To me that is when Jesus says “Love the Lord your God with all your heart, with all your soul, and with all your mind. This is the first and greatest commandment. The second is like it: Love your neighbor as yourself. All the law and the prophets hang on these two commandments. (From Matthew 22:37-40)
Yet it seems to me, that many Christians have all kinds of rules about who they have to love and who gets into heaven and who gets to be considered Christian. A few of the churches I attended, actually taught that there were denominations within Christianity that were not “real” Christians and would not go to heaven when they died.
They didn’t show me love when I was sexually assaulted by a leader in their children’s ministry or when my ex-husband was arrested. Both the churches that I was attending at those times asked me to no longer attend. When my ex-husband was arrested, that pastor disparaged me so badly from the pulpit, that my friend wouldn’t even tell me what was said.
I know that ideal culture and real culture are not the same.

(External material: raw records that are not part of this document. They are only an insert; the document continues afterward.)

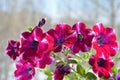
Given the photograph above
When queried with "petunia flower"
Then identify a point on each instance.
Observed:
(116, 78)
(101, 65)
(83, 38)
(60, 71)
(13, 49)
(24, 71)
(63, 35)
(34, 44)
(105, 39)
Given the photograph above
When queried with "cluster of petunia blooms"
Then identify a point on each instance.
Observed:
(38, 48)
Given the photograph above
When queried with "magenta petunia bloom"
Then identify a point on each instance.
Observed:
(36, 47)
(101, 65)
(13, 49)
(24, 71)
(105, 39)
(44, 59)
(33, 43)
(83, 38)
(63, 35)
(116, 78)
(60, 71)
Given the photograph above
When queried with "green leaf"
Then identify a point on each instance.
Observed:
(91, 76)
(80, 70)
(73, 61)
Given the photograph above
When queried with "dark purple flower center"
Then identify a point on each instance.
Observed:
(100, 40)
(35, 44)
(63, 69)
(80, 37)
(60, 41)
(101, 62)
(29, 70)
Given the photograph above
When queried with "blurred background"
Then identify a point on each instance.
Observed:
(17, 15)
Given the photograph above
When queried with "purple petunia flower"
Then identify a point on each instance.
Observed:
(25, 71)
(63, 35)
(83, 38)
(13, 49)
(33, 44)
(101, 64)
(105, 39)
(116, 78)
(60, 71)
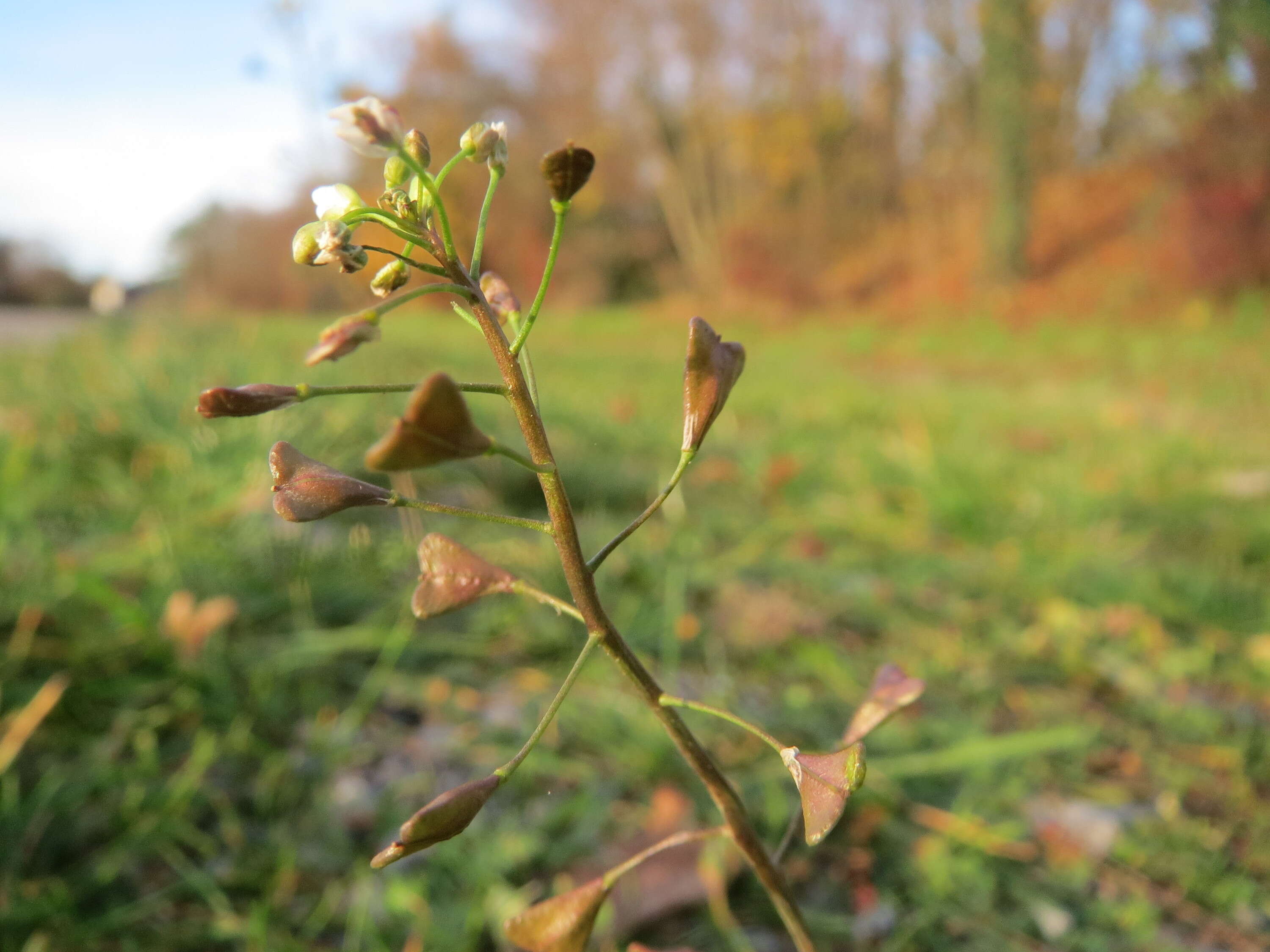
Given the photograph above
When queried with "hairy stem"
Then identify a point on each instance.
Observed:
(582, 587)
(685, 459)
(671, 701)
(510, 767)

I know that ideal culture is unattainable, but the people that have been in my life, from these small, little sub-groups of the larger society, seem to have not even been trying.
I know that nobody is perfect. I know that I’m not perfect and I never will be, but I hope that strive every day to live up to the best in the ideal society. I know I won’t attain it, I am after all a flawed human being. I also need to remember that everyone else is a flawed human being, none of us are perfect. None of us will attain that ideal culture, but I can surround myself with people who strive for that, who actually hope for that type of world, who don’t just pay it lip service and then behave in a completely opposite way.